What is the role of society in the food market regulation? How do groups like NGOs and social movements act?
Pedro da Motta Veiga – This is mainly an European thing, as regards food and agriculture. You have a large participation, an important thing, which are voluntary certifications or private standards. These are things that are not imposed by governments, they are initiatives from NGOs or NGOs combined with retailers (supermarkets). They create a certification system that defines criteria and standards that are not imposed on anyone, but to which producers can associate, provided that they demonstrate that they meet these criteria and standards. Eventually, there are certain retailers that only buy products from producers that meet certain requirements and are certified. This is an interesting process.
In Brazil you have, for example, in the soybean sector, a very interesting experience that is the soybean moratorium. The soybean moratorium dates back to 2006 and was renewed. It is a commitment of soybean processing and exporting companies not to buy soybeans from deforestation. The government at other times was close to that, joined the efforts. It has become a very successful case of public-private articulation around sustainable soybean production for export.
There is a certification system in the sugar and alcohol sector worldwide called Bonsucro. It also establishes environmental, labor and social criteria that companies have to comply with in order to be certified. And many people only buy a product if it is certified by Bonsucro. Bonsucro is an international initiative that certifies people in India, Australia, South Africa, where there are people who produce sugar cane and alcohol. But the crown jewel is Brazil, where the vast majority of certified plants in the world are located.
These are interesting initiatives that reflect the interests of companies themselves, NGOs, civil society, consumer entities.

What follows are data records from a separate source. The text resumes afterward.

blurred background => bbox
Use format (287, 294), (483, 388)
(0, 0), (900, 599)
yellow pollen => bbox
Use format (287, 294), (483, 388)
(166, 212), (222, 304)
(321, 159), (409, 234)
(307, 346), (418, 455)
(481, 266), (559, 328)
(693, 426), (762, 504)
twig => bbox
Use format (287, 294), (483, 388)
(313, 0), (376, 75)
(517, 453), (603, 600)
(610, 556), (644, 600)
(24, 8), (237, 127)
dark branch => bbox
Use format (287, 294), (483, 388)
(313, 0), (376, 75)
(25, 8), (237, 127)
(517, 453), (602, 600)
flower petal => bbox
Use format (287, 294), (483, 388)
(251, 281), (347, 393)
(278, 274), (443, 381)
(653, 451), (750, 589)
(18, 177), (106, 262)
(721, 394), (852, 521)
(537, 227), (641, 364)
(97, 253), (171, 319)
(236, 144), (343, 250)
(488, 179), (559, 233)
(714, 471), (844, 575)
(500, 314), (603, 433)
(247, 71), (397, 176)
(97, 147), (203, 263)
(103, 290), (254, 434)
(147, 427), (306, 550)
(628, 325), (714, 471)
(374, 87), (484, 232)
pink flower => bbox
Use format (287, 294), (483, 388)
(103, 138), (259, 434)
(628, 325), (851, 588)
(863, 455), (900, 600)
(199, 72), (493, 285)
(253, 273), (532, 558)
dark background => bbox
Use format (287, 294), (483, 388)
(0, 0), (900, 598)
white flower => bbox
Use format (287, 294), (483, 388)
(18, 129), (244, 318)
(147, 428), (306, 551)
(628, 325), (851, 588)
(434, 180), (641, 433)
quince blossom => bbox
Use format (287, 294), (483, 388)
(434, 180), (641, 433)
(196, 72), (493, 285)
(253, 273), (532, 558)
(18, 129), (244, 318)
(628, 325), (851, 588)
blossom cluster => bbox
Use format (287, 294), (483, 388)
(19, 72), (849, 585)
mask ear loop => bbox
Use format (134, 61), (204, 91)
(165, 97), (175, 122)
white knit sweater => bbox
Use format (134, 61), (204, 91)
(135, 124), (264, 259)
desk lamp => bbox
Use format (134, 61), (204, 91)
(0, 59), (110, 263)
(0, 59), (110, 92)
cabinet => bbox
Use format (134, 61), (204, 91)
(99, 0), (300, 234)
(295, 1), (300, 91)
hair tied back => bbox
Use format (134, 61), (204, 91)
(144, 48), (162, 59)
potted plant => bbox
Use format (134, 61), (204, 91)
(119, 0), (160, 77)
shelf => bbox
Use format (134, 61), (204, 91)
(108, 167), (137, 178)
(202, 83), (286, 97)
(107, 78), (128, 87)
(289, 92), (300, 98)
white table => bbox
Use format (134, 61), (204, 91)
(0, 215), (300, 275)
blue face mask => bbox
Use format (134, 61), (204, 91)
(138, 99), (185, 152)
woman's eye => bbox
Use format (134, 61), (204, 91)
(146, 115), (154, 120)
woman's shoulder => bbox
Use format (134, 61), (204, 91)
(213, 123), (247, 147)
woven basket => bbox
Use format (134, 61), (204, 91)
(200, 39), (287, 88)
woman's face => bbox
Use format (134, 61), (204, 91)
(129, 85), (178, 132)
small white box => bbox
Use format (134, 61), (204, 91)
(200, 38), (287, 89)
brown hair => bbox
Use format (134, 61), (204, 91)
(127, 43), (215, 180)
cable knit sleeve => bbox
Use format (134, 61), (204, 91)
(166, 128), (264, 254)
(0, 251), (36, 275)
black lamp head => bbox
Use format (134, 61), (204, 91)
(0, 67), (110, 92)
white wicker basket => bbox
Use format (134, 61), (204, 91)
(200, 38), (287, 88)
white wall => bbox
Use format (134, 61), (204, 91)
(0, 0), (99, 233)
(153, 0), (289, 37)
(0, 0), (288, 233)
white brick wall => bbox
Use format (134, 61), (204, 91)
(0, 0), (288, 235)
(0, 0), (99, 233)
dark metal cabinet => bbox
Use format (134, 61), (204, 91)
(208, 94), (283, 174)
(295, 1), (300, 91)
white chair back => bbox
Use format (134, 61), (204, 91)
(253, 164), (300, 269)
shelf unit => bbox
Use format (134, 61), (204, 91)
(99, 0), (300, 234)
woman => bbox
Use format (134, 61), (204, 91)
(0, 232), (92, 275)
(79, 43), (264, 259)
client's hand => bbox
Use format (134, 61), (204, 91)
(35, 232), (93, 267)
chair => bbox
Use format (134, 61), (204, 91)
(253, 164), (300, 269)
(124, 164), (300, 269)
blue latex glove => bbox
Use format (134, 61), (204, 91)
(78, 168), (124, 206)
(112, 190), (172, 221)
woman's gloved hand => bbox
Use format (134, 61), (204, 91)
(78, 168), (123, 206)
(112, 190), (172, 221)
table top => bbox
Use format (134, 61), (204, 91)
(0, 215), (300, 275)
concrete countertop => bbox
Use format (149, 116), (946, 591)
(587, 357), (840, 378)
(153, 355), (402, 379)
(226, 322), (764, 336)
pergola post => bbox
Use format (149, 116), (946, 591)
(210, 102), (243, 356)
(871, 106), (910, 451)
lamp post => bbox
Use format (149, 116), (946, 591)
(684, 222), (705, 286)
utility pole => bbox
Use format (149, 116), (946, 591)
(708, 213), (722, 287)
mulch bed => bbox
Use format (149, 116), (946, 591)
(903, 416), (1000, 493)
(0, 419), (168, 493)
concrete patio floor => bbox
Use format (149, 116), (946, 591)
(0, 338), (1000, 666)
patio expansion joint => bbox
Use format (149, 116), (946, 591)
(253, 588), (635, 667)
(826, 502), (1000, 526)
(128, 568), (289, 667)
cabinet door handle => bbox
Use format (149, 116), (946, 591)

They show an interest in participating in this matter of regulation, and are things that can open up even more in the coming years.
If you think that 50 years ago we had almost nothing like international trade regulation, and since then we have the entry of these regulatory mechanisms – which are health measures, labelling requirements and other technical measures. There are standards based on the environmental and climate issue.
There are standards that have no origin in governments or in international negotiations, but in the formation of groups and coalitions in the developed countries, which involve NGOs, consumer associations and companies.
So there is a much more complex scenario, with many more layers of regulation, much more actors. And Brazil has to prepare as a major exporter of agricultural products to deal with it.
What are the perspectives for the food regulatory scenario in Brazil?
Pedro da Motta Veiga – I think Brazil has this kind of concern, at least in terms of animal and plant health. Brazil has an important international participation.
The question is whether Brazil is today, with its attitudes, being able to refine the vision in relation to this regulation, going beyond the position that says that exporting countries are liberal and importing countries are protectionist because they have less market opening. I think that the world of agricultural regulation today has much more than this opposition.